On 11 May 2024, eight years of international activity in the field of space research culminated in the establishment of the first ever Czech scientific research institute focused on space at the J. E. University in Ústí nad Labem (UJEP). In addition to space research and related activities, it generally specializes in the functioning of humans and small social groups in a wide range of exposed professions.

The Jaroslav Sýkora Space Research Institute at UJEP started its activities
on 11 May 2024, the day of Jaroslav Sýkora’s 90th birthday. PhDr. Jaroslav Sýkora, Colonel, IAAM, fighter pilot and sociologist, was the founder of space research
in the 1980s in Czechia. He devoted his entire professional and personal life to research in the field of aerospace, establishing several research and expert departments for the top command of the Czech Army.

“My father’s name in the name of the institute is not only a reference to his research, but also a tribute to his hard scientific and research work, when he knew no obstacles and despite long-term serious health problems remained a visionary, an extremely inspiring personality in the pursuit of pro-social goals and visions,” says Kateřina Bernardová Sýkorová, head of the KOSMOW research team and also head of the Jaroslav Sýkora Institute of Space Research at UJEP.

The Czech research team KOSMOW, which Kateřina Bernardová Sýkorová co-founded with her father, Jaroslav Sýkora, in 2016, has been cooperating with the Faculty of Social and Economic Sciences at UJEP since 2019, and has been working internationally not only in the field of space research, but also in the complex biopsychosocial analysis of human and small social group functioning in persons operating in highly specific, extreme and overly demanding living or working conditions.

The results of their research are already receiving attention from the international scientific world and specialised popularisation platforms.
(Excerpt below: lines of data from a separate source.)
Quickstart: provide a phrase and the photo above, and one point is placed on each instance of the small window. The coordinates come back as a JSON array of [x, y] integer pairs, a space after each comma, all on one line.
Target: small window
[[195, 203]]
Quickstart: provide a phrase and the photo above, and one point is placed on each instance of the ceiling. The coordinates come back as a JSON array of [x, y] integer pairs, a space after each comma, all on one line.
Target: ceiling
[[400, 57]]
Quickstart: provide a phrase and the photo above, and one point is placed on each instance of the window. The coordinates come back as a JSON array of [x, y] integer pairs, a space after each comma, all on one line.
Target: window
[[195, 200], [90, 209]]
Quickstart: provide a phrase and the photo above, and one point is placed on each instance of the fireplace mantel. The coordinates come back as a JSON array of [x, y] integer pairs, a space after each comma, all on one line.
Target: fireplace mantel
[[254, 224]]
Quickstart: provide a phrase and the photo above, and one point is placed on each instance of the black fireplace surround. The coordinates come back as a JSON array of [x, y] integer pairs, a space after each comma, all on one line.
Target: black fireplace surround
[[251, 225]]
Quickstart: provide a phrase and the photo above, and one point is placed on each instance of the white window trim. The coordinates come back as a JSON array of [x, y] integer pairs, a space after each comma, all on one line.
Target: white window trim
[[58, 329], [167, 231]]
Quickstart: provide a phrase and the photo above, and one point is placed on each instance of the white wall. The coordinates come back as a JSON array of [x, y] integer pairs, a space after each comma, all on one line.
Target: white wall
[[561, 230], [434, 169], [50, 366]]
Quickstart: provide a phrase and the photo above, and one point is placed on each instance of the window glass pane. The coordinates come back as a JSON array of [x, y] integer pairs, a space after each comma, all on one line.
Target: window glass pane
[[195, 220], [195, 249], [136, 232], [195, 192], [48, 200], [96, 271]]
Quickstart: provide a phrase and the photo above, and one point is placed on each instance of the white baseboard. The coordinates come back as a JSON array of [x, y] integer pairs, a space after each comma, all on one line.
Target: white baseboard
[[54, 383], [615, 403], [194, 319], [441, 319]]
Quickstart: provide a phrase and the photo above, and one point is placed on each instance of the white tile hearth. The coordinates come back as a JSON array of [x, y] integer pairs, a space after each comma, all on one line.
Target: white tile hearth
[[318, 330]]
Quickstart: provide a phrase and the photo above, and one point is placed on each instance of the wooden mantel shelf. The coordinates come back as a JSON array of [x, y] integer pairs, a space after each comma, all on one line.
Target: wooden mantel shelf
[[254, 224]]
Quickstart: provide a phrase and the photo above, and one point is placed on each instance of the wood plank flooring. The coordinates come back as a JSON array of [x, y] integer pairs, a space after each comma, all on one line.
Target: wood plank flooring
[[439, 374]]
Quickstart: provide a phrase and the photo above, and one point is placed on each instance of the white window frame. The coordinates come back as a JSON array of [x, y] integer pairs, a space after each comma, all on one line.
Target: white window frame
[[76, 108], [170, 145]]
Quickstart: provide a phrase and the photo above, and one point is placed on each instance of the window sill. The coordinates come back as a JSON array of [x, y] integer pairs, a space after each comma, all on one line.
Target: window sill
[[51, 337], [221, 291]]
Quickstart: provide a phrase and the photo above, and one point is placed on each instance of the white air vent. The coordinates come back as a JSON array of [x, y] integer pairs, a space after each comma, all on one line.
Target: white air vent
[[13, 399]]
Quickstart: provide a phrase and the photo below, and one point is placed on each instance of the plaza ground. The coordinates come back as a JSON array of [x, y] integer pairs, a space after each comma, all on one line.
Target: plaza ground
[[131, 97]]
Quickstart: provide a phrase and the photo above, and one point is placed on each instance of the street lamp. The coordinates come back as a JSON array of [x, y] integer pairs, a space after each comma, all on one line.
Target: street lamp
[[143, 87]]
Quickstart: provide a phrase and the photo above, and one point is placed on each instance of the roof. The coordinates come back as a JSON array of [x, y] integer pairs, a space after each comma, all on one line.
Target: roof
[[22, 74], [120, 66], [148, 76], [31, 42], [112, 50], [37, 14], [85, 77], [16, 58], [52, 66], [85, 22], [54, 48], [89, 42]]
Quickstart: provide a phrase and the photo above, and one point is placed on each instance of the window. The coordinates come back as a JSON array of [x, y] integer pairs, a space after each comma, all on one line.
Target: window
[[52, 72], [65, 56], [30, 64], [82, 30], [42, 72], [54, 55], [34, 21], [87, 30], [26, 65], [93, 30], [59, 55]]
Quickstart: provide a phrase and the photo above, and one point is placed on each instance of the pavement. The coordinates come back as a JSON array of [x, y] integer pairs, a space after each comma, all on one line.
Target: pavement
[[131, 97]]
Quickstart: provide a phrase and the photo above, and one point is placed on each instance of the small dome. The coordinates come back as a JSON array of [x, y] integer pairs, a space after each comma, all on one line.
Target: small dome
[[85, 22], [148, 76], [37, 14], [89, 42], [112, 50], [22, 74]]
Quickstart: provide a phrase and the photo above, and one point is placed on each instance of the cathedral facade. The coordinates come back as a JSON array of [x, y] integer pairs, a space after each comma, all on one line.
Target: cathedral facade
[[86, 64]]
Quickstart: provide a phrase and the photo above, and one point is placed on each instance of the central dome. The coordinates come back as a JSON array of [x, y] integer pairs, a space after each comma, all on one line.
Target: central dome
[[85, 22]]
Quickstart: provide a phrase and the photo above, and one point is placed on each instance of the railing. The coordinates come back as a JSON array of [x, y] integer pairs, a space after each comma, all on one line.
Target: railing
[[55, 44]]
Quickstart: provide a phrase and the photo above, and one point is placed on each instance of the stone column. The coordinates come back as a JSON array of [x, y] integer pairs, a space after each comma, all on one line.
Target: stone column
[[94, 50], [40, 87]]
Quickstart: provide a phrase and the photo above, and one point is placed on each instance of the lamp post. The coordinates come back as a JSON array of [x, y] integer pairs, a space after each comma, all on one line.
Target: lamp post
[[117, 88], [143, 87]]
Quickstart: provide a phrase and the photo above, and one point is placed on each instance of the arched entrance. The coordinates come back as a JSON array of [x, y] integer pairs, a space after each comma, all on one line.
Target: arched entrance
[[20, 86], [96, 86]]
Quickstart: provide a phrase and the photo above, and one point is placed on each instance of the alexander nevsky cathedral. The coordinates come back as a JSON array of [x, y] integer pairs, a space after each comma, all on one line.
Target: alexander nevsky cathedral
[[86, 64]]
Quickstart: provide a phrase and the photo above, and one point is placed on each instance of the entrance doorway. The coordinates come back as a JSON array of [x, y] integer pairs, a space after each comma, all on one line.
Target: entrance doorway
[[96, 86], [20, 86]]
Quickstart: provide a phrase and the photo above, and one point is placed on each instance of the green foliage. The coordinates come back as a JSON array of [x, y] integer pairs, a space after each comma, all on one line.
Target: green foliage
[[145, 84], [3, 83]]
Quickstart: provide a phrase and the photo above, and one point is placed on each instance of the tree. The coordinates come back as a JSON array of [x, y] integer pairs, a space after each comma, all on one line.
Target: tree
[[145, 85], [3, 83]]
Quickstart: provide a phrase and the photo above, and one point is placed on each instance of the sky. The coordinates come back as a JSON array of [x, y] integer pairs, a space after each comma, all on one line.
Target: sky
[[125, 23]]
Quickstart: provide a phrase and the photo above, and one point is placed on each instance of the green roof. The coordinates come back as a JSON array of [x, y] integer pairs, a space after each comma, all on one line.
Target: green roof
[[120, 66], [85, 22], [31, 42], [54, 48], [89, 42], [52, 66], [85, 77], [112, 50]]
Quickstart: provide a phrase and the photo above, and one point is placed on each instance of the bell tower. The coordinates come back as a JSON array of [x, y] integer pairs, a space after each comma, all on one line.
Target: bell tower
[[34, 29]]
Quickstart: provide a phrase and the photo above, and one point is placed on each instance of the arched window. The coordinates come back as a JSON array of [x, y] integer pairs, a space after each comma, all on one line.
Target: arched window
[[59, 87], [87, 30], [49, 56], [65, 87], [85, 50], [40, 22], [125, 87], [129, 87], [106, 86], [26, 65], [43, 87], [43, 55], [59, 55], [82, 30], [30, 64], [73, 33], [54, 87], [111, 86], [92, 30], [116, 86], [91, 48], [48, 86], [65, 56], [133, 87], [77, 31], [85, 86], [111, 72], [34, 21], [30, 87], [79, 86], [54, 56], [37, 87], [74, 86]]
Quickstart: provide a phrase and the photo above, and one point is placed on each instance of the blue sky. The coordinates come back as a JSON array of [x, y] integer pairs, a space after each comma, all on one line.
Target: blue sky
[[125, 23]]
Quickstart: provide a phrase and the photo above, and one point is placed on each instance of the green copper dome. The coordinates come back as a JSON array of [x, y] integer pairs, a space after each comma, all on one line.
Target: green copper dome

In an interview for the Czech magazine Universitas The flight to Mars will be extremely mentally and physically demanding for the crew. How to build and train it? Kateřina talks about the Czech team’s elite involvement in the international SIRIUS 2017-2027 project, which is investigating how space crews can cope with a flight to the planet Mars, i.e. long-term isolation and adaptability to the highly specific environment of space.
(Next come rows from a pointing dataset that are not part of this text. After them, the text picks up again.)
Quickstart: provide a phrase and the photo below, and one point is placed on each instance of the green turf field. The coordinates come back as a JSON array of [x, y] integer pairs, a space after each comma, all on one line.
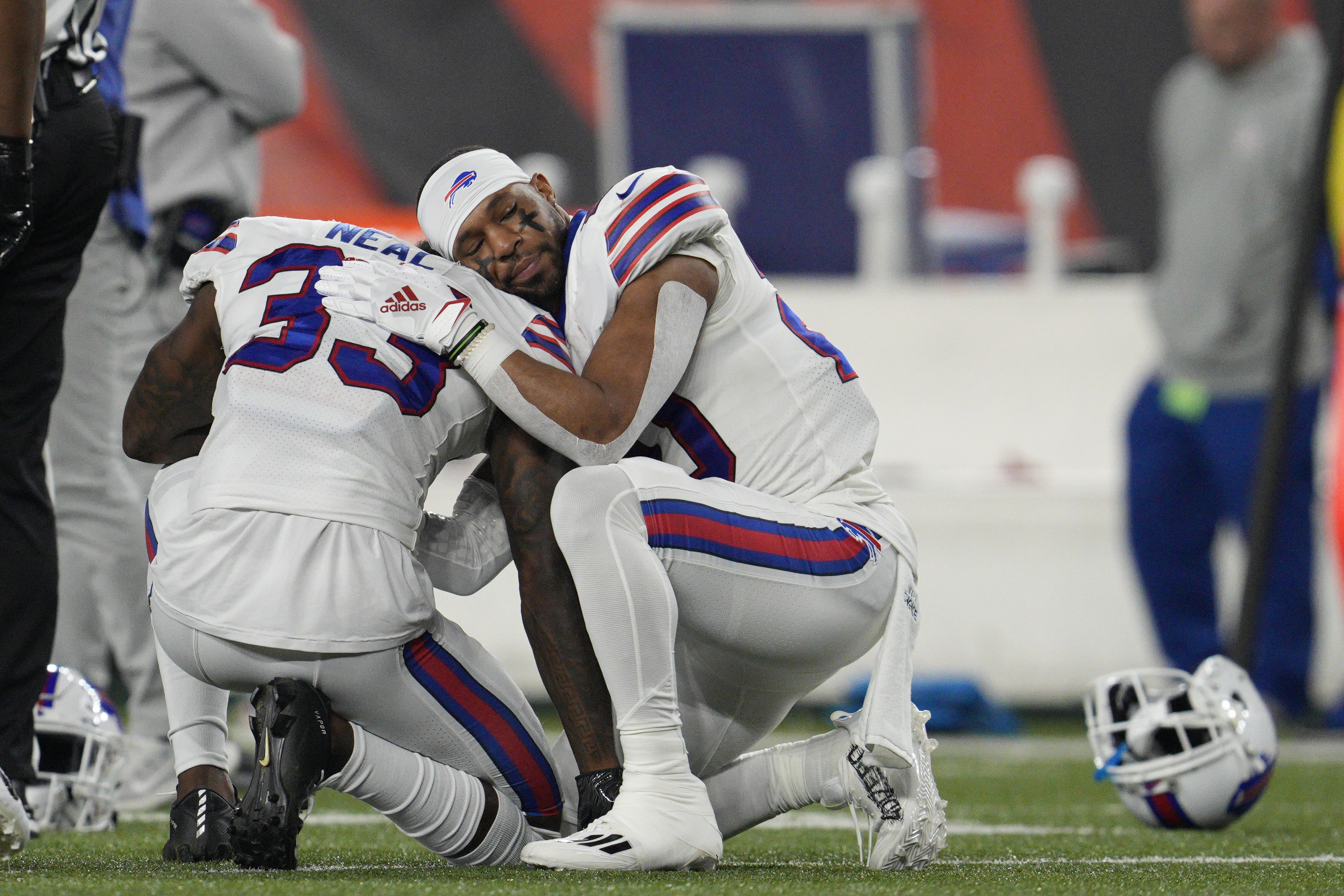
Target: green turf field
[[1073, 838]]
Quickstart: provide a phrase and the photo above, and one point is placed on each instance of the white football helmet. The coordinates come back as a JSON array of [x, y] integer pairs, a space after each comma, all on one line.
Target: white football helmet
[[77, 751], [1183, 750]]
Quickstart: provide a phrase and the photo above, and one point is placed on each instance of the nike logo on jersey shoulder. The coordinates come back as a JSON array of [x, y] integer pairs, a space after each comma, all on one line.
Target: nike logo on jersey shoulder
[[621, 197]]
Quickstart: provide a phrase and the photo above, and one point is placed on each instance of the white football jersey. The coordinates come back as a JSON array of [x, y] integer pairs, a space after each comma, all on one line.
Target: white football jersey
[[765, 402], [326, 416]]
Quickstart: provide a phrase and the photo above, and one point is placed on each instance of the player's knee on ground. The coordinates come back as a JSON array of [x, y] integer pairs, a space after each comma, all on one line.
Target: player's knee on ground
[[593, 497]]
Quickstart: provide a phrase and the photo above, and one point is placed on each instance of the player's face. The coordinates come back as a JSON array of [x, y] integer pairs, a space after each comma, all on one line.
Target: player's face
[[515, 238], [1231, 34]]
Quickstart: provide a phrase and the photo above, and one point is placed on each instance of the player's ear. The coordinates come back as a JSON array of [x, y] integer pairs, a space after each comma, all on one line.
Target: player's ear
[[542, 186]]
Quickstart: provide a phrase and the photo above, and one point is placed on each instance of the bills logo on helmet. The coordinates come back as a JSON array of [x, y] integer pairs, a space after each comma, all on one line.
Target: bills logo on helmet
[[463, 182]]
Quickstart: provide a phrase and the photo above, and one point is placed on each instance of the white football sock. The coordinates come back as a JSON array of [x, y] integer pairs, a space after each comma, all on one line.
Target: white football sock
[[628, 601], [761, 785], [197, 718], [435, 804]]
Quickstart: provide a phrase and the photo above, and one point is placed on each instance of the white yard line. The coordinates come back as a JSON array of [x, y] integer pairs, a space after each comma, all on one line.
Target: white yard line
[[316, 819], [1131, 860], [842, 821], [793, 820], [1158, 860]]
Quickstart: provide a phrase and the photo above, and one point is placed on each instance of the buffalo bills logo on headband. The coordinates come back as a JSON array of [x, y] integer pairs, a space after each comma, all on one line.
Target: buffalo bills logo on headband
[[464, 180]]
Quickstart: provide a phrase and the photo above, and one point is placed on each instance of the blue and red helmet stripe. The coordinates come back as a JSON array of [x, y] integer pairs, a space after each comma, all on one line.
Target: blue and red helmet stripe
[[819, 551], [490, 722], [1250, 790], [1168, 812], [225, 244]]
The scientific outputs of the team in the SIRIUS 2017-2027 project, specifically on the application of the author’s Sociomapping method, have also been published in the prestigious peer-reviewed aerospace journal Aerospace, this year by Mapping  of  Communication in Space  Crews and last year with the article  Application  of a Psychosocial  Approach to the  Identification and Strengthening  of  Adaptation  Mechanisms  of  Humans and a Small  Social Group during  the  Isolation Experiment “SIRIUS 2017-2023”.